Но она быстро спохватилась, прикусила губы и направилась к выходу.

На громадной лестнице Центрального почтамта, походившей на огромную паперть храма, сновала масса народа. Никто не обращал на принцессу ни малейшего внимания, так как почтовая публика всегда очень занята своими собственными делами, торопится и спешит скорее или выбраться отсюда, или добраться до желаемого отдела.

Принцесса остановилась на одной из больших ступеней и несколько раз перечитала заинтересовавшее ее письмо.

– Я его не видела. А! – вспомнила она, – не тот ли это блондин, который на площадке лестницы но выходе из табльдота так внимательно меня рассматривал…

Было еще для Парижа очень рано.

Она подозвала фиакр и велела ехать в «Cafe Riche», которое очень рекомендовалось «Бедекером».

Усевшись, она принялась внимательно рассматривать письмо. Ее сердечко забилось учащенными ударами. Ей вдруг стало жарко, душно; она открыла окно кареты, вздохнула и снова принялась перечитывать таинственное послание.

Фиакр быстро подъехал к «Cafe Riche».

– Чашку черного кофе! – промолвила она, поместившись в маленькой нише, художественно отделанной живописными vitre glace – цветными стеклами в бронзовых рамках и роскошными тропическими растениями.

Ей подали иллюстрированные журналы, которые Хризанта принялась машинально перелистывать.

В такое время дня в этом богато отделанном кафе бывало еще очень мало публики. Для высшей знати было слишком рано, демимондены и демимонденки, в это время дня, едва ли только принимались за утренний туалет.

В ресторане царила тишина опустения.

Эта тишина так благотворно действовала на встревоженные нервы принцессы.

Она задумалась. Мысли ее витали или, вернее, блуждали между Токио, Суэцем, Парижем, упрямо останавливаясь на почтамте и на том маленьком лиловом письме, которое она судорожно сжимала в своей маленькой ручке.

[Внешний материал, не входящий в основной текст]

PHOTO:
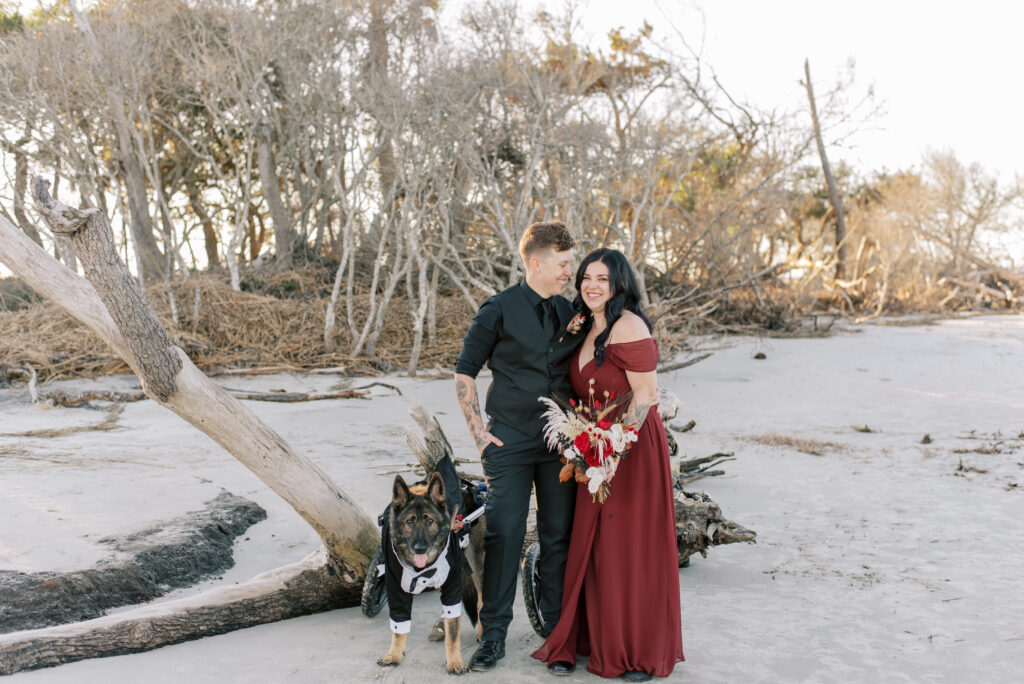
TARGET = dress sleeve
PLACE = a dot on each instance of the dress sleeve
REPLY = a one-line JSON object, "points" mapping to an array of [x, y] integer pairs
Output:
{"points": [[638, 356]]}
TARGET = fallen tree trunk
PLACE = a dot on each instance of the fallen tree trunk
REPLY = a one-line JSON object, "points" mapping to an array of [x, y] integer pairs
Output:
{"points": [[699, 524], [74, 398], [145, 564], [303, 588], [116, 308]]}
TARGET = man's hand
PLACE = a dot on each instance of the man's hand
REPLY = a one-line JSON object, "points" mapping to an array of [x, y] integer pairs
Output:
{"points": [[465, 388]]}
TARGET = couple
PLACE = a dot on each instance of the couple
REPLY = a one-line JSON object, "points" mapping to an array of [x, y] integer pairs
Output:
{"points": [[616, 560]]}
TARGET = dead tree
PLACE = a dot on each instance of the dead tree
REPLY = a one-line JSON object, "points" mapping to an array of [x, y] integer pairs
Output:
{"points": [[112, 303], [834, 196]]}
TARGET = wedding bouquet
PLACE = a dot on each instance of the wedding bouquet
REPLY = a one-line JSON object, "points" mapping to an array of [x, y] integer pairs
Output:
{"points": [[591, 444]]}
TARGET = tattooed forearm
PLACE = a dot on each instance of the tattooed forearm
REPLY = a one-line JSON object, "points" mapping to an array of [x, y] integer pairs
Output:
{"points": [[465, 389], [636, 413]]}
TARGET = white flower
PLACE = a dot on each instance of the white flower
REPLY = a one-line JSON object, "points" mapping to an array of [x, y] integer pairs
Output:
{"points": [[621, 438]]}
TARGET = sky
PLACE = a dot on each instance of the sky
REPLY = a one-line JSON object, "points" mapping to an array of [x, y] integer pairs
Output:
{"points": [[947, 74]]}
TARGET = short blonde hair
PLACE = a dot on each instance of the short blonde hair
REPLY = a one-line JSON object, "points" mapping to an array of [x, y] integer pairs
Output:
{"points": [[543, 234]]}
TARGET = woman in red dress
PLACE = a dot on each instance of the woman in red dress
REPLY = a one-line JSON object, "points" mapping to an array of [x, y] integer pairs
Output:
{"points": [[621, 600]]}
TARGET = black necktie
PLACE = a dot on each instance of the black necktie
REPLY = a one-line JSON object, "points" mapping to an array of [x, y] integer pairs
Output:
{"points": [[548, 315]]}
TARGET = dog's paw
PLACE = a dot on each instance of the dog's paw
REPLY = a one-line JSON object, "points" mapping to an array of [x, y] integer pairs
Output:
{"points": [[437, 631], [389, 659], [457, 667]]}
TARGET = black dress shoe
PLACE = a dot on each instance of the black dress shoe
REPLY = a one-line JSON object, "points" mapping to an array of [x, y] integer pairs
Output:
{"points": [[487, 655], [561, 668]]}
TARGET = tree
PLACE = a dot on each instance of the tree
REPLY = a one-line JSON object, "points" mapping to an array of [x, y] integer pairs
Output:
{"points": [[113, 305]]}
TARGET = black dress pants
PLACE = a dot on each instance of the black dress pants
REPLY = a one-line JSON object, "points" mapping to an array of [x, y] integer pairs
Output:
{"points": [[512, 471]]}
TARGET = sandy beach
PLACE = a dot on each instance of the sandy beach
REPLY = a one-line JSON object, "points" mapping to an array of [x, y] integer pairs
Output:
{"points": [[879, 558]]}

Тут только она вспомнила, что еще не читала остальных писем. Они были положены в маленький ридикюль и, по-видимому, не особенно интересовали принцессу, сосредоточившую все, все свои мысли на роковом письме.

Появление гарсона с кофе даже несколько испугало Хризанту. Она как бы очнулась от кошмара.

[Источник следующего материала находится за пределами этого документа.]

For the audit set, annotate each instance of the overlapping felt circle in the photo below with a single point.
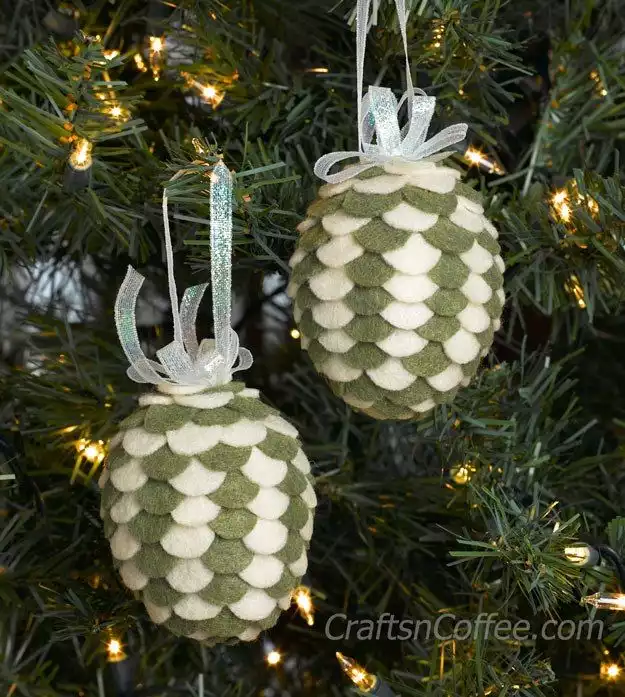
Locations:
(397, 283)
(207, 502)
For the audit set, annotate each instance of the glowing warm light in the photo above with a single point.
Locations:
(574, 288)
(156, 44)
(606, 601)
(475, 157)
(356, 673)
(610, 671)
(140, 63)
(579, 554)
(273, 657)
(461, 474)
(80, 158)
(92, 450)
(115, 651)
(303, 599)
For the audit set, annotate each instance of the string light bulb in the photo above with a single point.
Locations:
(605, 601)
(92, 450)
(477, 158)
(574, 288)
(364, 681)
(157, 47)
(610, 671)
(115, 651)
(273, 657)
(80, 158)
(303, 599)
(582, 554)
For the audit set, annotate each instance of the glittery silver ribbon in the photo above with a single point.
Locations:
(378, 115)
(185, 361)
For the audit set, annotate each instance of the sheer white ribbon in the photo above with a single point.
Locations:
(185, 361)
(378, 114)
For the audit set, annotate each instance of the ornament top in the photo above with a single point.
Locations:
(185, 362)
(378, 114)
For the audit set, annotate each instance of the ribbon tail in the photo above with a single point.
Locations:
(141, 369)
(325, 163)
(383, 105)
(449, 136)
(420, 118)
(188, 316)
(176, 362)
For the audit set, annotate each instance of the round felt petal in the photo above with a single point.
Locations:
(255, 605)
(407, 315)
(197, 480)
(477, 259)
(332, 315)
(299, 567)
(269, 504)
(441, 180)
(189, 576)
(211, 400)
(406, 217)
(308, 496)
(147, 400)
(192, 439)
(267, 537)
(132, 577)
(125, 509)
(410, 289)
(384, 184)
(341, 224)
(157, 614)
(474, 318)
(277, 423)
(130, 477)
(301, 462)
(195, 511)
(462, 347)
(264, 470)
(336, 369)
(244, 433)
(123, 544)
(447, 379)
(264, 571)
(402, 343)
(249, 634)
(192, 607)
(416, 257)
(464, 218)
(336, 341)
(338, 252)
(140, 443)
(307, 530)
(476, 290)
(187, 543)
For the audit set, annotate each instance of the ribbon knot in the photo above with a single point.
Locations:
(185, 361)
(378, 114)
(408, 144)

Принцесса взглянула на свою браслетку, украшенную крошечными часами.

Ровно час.

Но она не торопилась.

– Пусть подождет, – подумала она про себя. – Мне надо собраться духом. Ведь это мой первый дебют в Европе, и притом на таких подмостках, как Париж.

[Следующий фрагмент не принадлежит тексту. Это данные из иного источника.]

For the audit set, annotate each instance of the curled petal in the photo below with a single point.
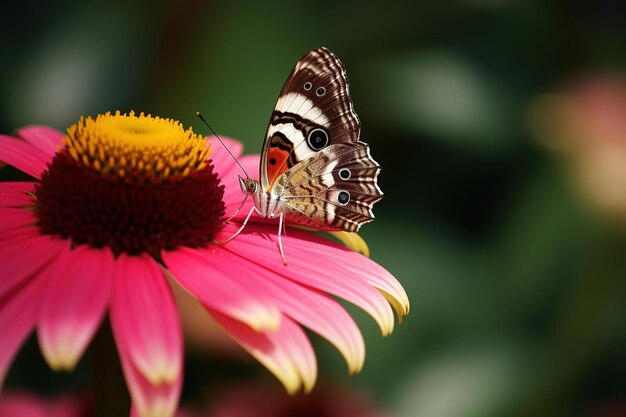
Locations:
(356, 264)
(311, 264)
(148, 399)
(145, 319)
(43, 138)
(306, 306)
(74, 304)
(213, 284)
(18, 313)
(23, 156)
(286, 352)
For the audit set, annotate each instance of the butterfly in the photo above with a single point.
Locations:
(314, 171)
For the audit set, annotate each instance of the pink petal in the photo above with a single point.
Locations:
(213, 284)
(18, 313)
(148, 399)
(14, 194)
(44, 138)
(310, 263)
(145, 319)
(314, 310)
(24, 254)
(13, 218)
(286, 352)
(73, 304)
(23, 156)
(357, 264)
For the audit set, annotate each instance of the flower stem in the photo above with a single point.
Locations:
(111, 394)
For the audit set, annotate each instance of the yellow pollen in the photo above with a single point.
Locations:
(122, 145)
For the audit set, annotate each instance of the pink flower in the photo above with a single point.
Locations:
(264, 401)
(121, 208)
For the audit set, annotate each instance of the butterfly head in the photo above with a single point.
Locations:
(248, 185)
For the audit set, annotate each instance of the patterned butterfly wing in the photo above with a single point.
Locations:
(333, 190)
(314, 111)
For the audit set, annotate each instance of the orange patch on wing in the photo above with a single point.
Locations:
(275, 170)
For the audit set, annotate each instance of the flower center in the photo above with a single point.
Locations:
(131, 183)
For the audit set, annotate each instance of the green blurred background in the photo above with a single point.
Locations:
(517, 293)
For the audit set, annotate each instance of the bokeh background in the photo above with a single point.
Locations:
(516, 275)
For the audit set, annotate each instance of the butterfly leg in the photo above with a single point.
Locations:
(245, 222)
(280, 241)
(237, 211)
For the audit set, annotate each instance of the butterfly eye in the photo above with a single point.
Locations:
(343, 198)
(345, 174)
(317, 139)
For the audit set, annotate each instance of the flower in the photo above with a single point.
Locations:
(264, 401)
(125, 206)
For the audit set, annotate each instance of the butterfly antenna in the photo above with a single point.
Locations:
(223, 144)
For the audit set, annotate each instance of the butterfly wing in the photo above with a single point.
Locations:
(314, 110)
(334, 189)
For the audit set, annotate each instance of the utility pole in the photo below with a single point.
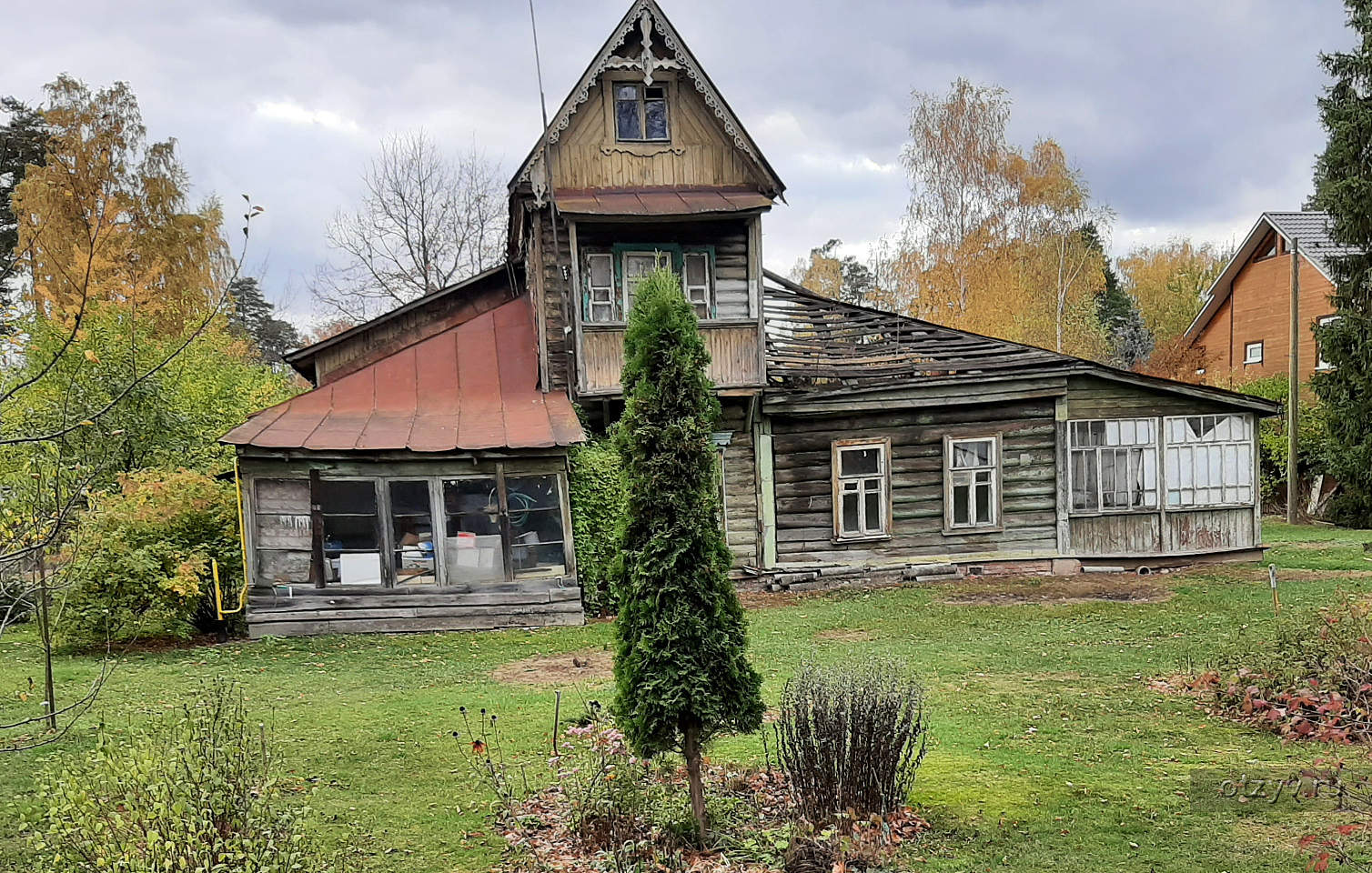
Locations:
(1294, 378)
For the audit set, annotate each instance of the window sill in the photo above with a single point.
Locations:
(874, 537)
(953, 530)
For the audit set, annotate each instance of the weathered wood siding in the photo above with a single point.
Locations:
(551, 307)
(699, 153)
(740, 484)
(804, 492)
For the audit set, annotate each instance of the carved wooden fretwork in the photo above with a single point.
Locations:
(647, 61)
(638, 151)
(647, 22)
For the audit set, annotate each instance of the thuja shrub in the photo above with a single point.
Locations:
(200, 795)
(851, 738)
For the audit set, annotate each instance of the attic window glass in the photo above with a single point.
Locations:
(1209, 461)
(640, 113)
(1113, 465)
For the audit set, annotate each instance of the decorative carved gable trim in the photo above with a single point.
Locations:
(650, 21)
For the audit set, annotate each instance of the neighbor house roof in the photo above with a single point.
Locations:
(1312, 229)
(470, 386)
(659, 200)
(823, 347)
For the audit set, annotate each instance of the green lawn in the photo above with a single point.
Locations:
(1050, 748)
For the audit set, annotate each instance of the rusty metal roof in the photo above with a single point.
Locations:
(469, 386)
(659, 200)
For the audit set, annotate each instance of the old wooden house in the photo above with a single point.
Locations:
(423, 483)
(1245, 326)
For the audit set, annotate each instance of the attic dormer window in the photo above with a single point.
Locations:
(640, 113)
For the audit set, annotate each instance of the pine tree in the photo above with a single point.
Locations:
(1344, 188)
(681, 673)
(1117, 310)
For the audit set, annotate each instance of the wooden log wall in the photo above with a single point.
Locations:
(804, 494)
(740, 484)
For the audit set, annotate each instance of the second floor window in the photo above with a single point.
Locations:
(640, 113)
(612, 280)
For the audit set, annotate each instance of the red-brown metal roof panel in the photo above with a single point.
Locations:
(659, 200)
(470, 386)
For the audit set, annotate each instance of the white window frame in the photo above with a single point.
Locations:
(1190, 456)
(601, 306)
(862, 484)
(1145, 448)
(967, 477)
(700, 296)
(1320, 364)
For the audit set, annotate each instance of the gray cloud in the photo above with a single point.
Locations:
(1183, 116)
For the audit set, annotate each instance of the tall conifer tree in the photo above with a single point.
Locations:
(681, 672)
(1344, 188)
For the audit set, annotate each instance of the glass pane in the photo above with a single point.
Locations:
(655, 115)
(412, 529)
(696, 270)
(535, 525)
(850, 513)
(626, 119)
(472, 547)
(984, 505)
(859, 461)
(348, 497)
(601, 273)
(873, 506)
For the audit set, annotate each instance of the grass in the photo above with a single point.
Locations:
(1048, 742)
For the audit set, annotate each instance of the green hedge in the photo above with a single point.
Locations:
(597, 492)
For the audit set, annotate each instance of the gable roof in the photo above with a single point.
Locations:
(650, 19)
(470, 386)
(818, 346)
(1317, 246)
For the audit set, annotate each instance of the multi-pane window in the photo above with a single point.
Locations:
(612, 280)
(973, 470)
(1209, 461)
(1324, 321)
(862, 483)
(1113, 465)
(640, 113)
(601, 300)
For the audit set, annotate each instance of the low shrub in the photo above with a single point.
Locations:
(200, 795)
(142, 564)
(1312, 681)
(851, 738)
(597, 503)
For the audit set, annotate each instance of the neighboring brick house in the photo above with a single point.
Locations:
(1245, 325)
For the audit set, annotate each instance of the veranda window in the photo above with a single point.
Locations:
(1209, 461)
(972, 497)
(862, 488)
(1113, 465)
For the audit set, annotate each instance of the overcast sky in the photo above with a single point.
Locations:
(1185, 118)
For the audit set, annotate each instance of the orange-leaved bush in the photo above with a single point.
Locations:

Расплатившись и дав щедро на чай, принцесса встала.

Ноги ее подкашивались от пережитого волнения и она, слегка пошатываясь, вышла на бульвар.

Карета услужливо доставила ее в Лувр.

Поднимаясь по роскошным мраморным лестницам замечательного хранилища искусства – Лувра, Хризанта встретила на лестнице робких провинциалов и равнодушных туристов, сновавших по всем направлениям.

– Где галерея Аполлона? – спросила принцесса, остановившись на площадке бельэтажа и не зная, куда направиться.

К ней подошел один из помощников смотрителя Лувра и вежливо указал дорогу, проводив незнакомку через целый ряд роскошных зал.

– Здесь, – сказал добровольный гид, почтительно остановившись около арки галереи Аполлона:

– Мерси, – слегка покраснев, произнесла Хризанта, любезно подав провожатому свою изящную маленькую ручку.

Волнение красавицы достигло своего апогее.

Никогда еще Хризанта, отправляясь на свидание, не испытывала такого страха, как теперь, несмотря на то, что флирт ей был хорошо знаком еще во дворце своих родителей.

Она молча остановилась, рассматривая в лорнетку чудные лепные работы зала.

Галерея Аполлона была почти пуста, но принцесса этого даже не замечала. Она не решалась повернуть голову, боясь увидеть того, кого в то же время жаждала рассмотреть повнимательнее.

Барон оказался менее робким.

Увидев принцессу, он быстрой и мягкой походкой подошел и шепотом окликнул ее.

– Я уже отчаивался вас видеть, принцесса… – произнес он. – Но вы пришли… я вам очень обязан.

Дыхание спирало грудь молодой принцессы, она не могла вымолвить ни единого слова.

Улыбнувшись в сторону барона, она продолжала стоять и безучастно рассматривать изваяния греческих муз.

– Позволите? – сказал барон, подавая ей руку.

Хризанта под руку с бароном продолжала молча идти по безлюдной галерее.

– Разрешите, принцесса, проехать с вами в Булонский лес, там так прекрасно…

– На чем вы собираетесь ехать? – спросила пришедшая в себя принцесса.

– У подъезда Лувра стоит мой экипаж, – ответил барон, внимательно рассматривая миниатюрную красавицу.